Load packages
library(tidyverse)
Starters
Assume you have this data frame:
x <- tribble(
~ colA, ~colB, ~colC,
NA, 1, NA,
1, NA, 1
)
x
#> # A tibble: 2 x 3
#> colA colB colC
#> <dbl> <dbl> <dbl>
#> 1 NA 1 NA
#> 2 1 NA 1
But you want this one:
y <- tribble(
~ colA, ~colB, ~colC,
1, 1, 1
)
y
#> # A tibble: 1 x 3
#> colA colB colC
#> <dbl> <dbl> <dbl>
#> 1 1 1 1
That is, you’d like to collapse rows so that if there’s a NA in a column it is replaced by the value found in some other line. We assume there’s only one value to be found, so no need to worry to decide which value to take.
A simple, tidy way is to summarise each column using sum
, where NAs are ignored. This amounts to nothing more than to collapse the rows, eliminating the NAs (assuming there’s only one value, so there’s nothing really to sum up).
x %>%
summarise_all(list(~ sum(., na.rm = TRUE)))
#> # A tibble: 1 x 3
#> colA colB colC
#> <dbl> <dbl> <dbl>
#> 1 1 1 1
More realistic example
A typical use case would be that you have multiple rows per (say) observation with a lot of NAs, and you’d like to collapse rows per observation. Again, we assume that there will be only one value per observation per column (and the rest of elements are NAs).
z <- tribble(
~id, ~ colA, ~colB, ~colC,
1, NA, 1, NA,
1, 1, NA, 1,
2, NA, NA, 2,
2, NA, 2, NA
)
z
#> # A tibble: 4 x 4
#> id colA colB colC
#> <dbl> <dbl> <dbl> <dbl>
#> 1 1 NA 1 NA
#> 2 1 1 NA 1
#> 3 2 NA NA 2
#> 4 2 NA 2 NA
The Lego structure of the Tidyverse helps: All we need to add is water a grouping command, ie., group_by()
.
z %>%
group_by(id) %>%
summarise_all(list(~ sum(., na.rm = T)))
#> # A tibble: 2 x 4
#> id colA colB colC
#> <dbl> <dbl> <dbl> <dbl>
#> 1 1 1 1 1
#> 2 2 0 2 2
See what happened?

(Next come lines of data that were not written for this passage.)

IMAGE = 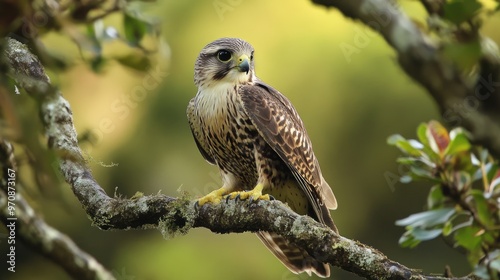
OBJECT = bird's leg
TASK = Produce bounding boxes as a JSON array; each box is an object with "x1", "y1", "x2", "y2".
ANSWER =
[
  {"x1": 225, "y1": 183, "x2": 272, "y2": 202},
  {"x1": 197, "y1": 186, "x2": 231, "y2": 206}
]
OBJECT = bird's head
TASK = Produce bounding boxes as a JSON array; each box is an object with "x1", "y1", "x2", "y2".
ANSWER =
[{"x1": 194, "y1": 38, "x2": 255, "y2": 88}]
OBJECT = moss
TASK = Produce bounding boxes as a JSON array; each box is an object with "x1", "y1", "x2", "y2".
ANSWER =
[
  {"x1": 158, "y1": 197, "x2": 195, "y2": 240},
  {"x1": 130, "y1": 191, "x2": 144, "y2": 200}
]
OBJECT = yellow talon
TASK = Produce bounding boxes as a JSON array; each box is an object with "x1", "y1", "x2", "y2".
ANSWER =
[
  {"x1": 197, "y1": 187, "x2": 229, "y2": 206},
  {"x1": 225, "y1": 184, "x2": 270, "y2": 201}
]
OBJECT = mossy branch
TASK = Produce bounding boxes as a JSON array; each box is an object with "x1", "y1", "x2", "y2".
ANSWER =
[{"x1": 2, "y1": 37, "x2": 481, "y2": 280}]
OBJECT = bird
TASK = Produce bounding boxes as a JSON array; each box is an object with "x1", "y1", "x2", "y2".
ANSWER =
[{"x1": 187, "y1": 37, "x2": 338, "y2": 278}]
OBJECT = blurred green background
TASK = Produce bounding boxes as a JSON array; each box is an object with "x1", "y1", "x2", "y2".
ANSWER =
[{"x1": 2, "y1": 0, "x2": 500, "y2": 279}]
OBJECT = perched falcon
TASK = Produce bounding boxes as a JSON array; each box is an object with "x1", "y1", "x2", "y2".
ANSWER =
[{"x1": 187, "y1": 38, "x2": 338, "y2": 278}]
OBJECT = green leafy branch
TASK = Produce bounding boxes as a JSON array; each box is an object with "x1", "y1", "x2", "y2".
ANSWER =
[
  {"x1": 389, "y1": 121, "x2": 500, "y2": 279},
  {"x1": 1, "y1": 0, "x2": 161, "y2": 72}
]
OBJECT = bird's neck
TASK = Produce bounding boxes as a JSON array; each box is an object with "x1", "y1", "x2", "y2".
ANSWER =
[{"x1": 195, "y1": 82, "x2": 239, "y2": 118}]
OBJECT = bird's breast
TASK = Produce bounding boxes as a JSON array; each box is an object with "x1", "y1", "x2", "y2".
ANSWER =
[
  {"x1": 194, "y1": 84, "x2": 258, "y2": 185},
  {"x1": 195, "y1": 84, "x2": 242, "y2": 132}
]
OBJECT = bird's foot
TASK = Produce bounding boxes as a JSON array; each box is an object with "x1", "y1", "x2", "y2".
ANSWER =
[
  {"x1": 224, "y1": 184, "x2": 274, "y2": 202},
  {"x1": 196, "y1": 187, "x2": 229, "y2": 207}
]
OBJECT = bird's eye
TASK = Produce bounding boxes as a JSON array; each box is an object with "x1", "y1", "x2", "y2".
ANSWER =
[
  {"x1": 250, "y1": 52, "x2": 254, "y2": 61},
  {"x1": 217, "y1": 50, "x2": 232, "y2": 62}
]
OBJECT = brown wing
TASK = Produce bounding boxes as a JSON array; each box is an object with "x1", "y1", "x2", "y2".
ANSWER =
[
  {"x1": 187, "y1": 98, "x2": 216, "y2": 165},
  {"x1": 238, "y1": 82, "x2": 337, "y2": 225}
]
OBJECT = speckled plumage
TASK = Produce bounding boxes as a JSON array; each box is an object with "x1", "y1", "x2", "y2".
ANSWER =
[{"x1": 187, "y1": 38, "x2": 337, "y2": 278}]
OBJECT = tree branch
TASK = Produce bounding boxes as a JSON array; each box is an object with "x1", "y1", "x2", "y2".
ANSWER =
[
  {"x1": 2, "y1": 37, "x2": 479, "y2": 279},
  {"x1": 311, "y1": 0, "x2": 500, "y2": 159},
  {"x1": 0, "y1": 140, "x2": 115, "y2": 280}
]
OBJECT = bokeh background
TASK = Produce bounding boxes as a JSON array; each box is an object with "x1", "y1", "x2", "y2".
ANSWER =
[{"x1": 2, "y1": 0, "x2": 500, "y2": 279}]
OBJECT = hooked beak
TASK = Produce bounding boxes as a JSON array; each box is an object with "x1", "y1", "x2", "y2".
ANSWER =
[{"x1": 236, "y1": 54, "x2": 250, "y2": 74}]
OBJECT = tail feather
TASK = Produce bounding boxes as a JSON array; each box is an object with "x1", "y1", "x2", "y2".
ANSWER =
[{"x1": 256, "y1": 231, "x2": 330, "y2": 278}]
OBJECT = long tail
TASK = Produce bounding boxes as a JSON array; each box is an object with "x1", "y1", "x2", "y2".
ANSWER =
[{"x1": 256, "y1": 231, "x2": 330, "y2": 278}]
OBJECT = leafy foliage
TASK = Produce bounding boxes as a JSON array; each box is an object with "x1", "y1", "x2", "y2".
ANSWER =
[
  {"x1": 420, "y1": 0, "x2": 500, "y2": 74},
  {"x1": 0, "y1": 0, "x2": 161, "y2": 72},
  {"x1": 0, "y1": 0, "x2": 163, "y2": 191},
  {"x1": 389, "y1": 121, "x2": 500, "y2": 278}
]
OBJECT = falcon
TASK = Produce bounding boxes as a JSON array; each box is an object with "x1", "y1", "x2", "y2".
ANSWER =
[{"x1": 187, "y1": 38, "x2": 338, "y2": 278}]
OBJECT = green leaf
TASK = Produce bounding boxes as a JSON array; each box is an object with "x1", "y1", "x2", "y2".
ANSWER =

For colA
for id
2, there where only NAs. This fact has been documented by the zero value.
Here’s a way to get a NA for that case:
z %>%
group_by(id) %>%
summarise_all(list(~ sum(., na.rm = T))) %>%
transmute_all(list(~ na_if(., 0)))
#> # A tibble: 2 x 4
#> id colA colB colC
#> <dbl> <dbl> <dbl> <dbl>
#> 1 1 1 1 1
#> 2 2 NA 2 2
The Purrr(er) way
As each column is a list, we can make use of list oriented functions from purrr
:
x %>%
summarise_all(list(~ discard(., is.na)))
#> # A tibble: 1 x 3
#> colA colB colC
#> <dbl> <dbl> <dbl>
#> 1 1 1 1
x2 <- tribble(
~ colA, ~colB, ~colC,
NA, "A", NA,
"A", NA, "A"
)
x
#> # A tibble: 2 x 3
#> colA colB colC
#> <dbl> <dbl> <dbl>
#> 1 NA 1 NA
#> 2 1 NA 1
The beauty is that discard
is more general than sum
. discard
only discards some elements, and keeps others. sum
with na.rm=T
is a special case where the elements are summed up and NA elements are dropped.
x2 %>%
summarise_all(list(~ discard(., is.na)))
#> # A tibble: 1 x 3
#> colA colB colC
#> <chr> <chr> <chr>
#> 1 A A A
Of course, grouping operations are possible too.